漢字で鮎並とも当て字に書きますが、鮎並とは“アユナミに旨い”ということでしょうか。見た目では大して似てないし、味の点では鮎よりも上と私は思いますが。

名前の愛魚女の由来はアユのように縄張りを持っている事で「鮎並」が転訛したともいわれますが、愛魚女とか、「シンジョ」「寝所」とか「ネウ」「寝魚」とかの方言は、意味深な言葉ですが、アイナメの習性を実によく現していてると思います。

北海道から九州、ほとんど日本各地に分布している魚で、海藻の中や岩礁地帯に棲んでいて、しかも岩礁の間にじっと隠れている魚です。この仕草が「寝魚」の語源と思われます。

釣りの対象漁として人気の高い魚で、船釣り、投げ釣り、堤防釣りと色々な釣り方で楽しむことができますが、私は40年程前に義父に連れられて三浦海岸へよく通った思い出があります。二人っきりの「仕立て」で、義父にいただいた「東作」の竿で五目釣りを楽しんだものでした。

特に愛魚女釣りは、アイナメ独特の釣り方で人気が高かったブラクリ仕掛けで、ナツメ型のオモリに短いハリスと丸セイゴバリが付いたもので、オモリに塗られた赤い色がアイナメを誘うといわれ、この仕掛けが底に着く際にアタる事が多く、頭を横に振る独特のブルブルッというアタリに、病みつきになってしまいました。この釣りは、早合わせが禁物で、私の性分に合っていたのかもしれません。

愛魚女が旨い季節になりましたね。春先から初夏にかけてが旬といわれていますが、前述の通り日本列島各地で獲れる魚ですので、地方名、方言の多い事で有名です。北海道では「アブラコ」、関西では「アブラメ」、東北では「ネウオ」、長崎辺りでは「ヤスリ」等。

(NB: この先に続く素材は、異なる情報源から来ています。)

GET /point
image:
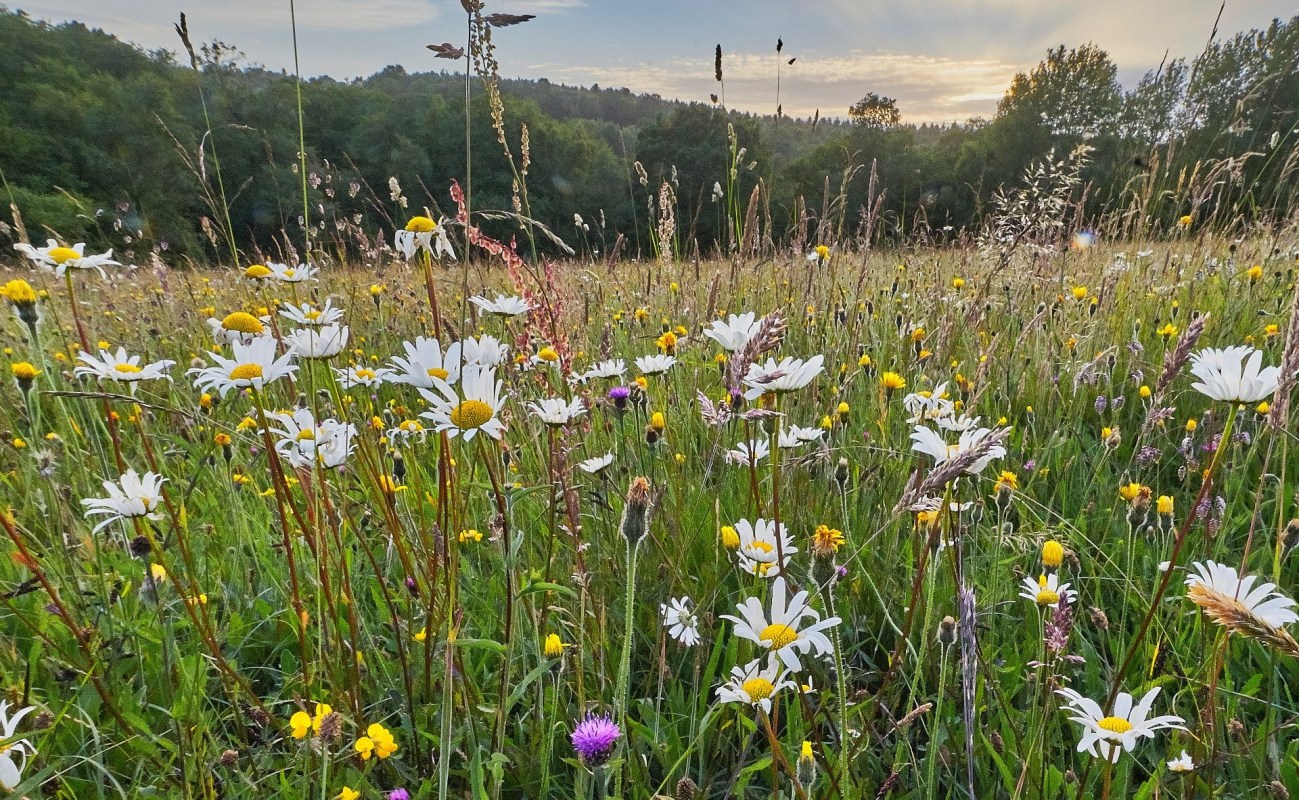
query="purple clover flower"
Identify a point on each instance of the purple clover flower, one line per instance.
(594, 739)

食べ方としては、今の時期(夏前)洗いが一番でしょうが、刺身、煮付け、焼き物、唐揚げなど何にしても旨い魚です。特に火を使う料理、焼く、煮る、揚げる料理は調味料の配合など味付で美味しさに大きく差が付く経験を必要とする仕事ですから、台所を預る主夫(夫)は、子供達にも味を伝える責任を!

アイナメは、カサゴ目アイナメ科の魚で体色は淡褐色に見えるものが多いのですが、黄褐色、暗緑色など様々で、生息場所によって体色が異なります。アイナメ科の魚に「」がいます。漢字で書くと美しい魚に見えますが、生の魚を見ると、ちょっとガッカリします。干物にすると人気抜群、ダブルハット!(二度ビックリ)。愛魚女とは型が良く似ています。アイナメの尾ビレは垂直に切れていて、ホッケの後縁は二又に深く切れ込んでいます。

シマボッケとかトラボッケと呼ばれている干物の本名は「キタノホッケ」です。美味しい干物には、やっぱり白いご飯がよく合いますね。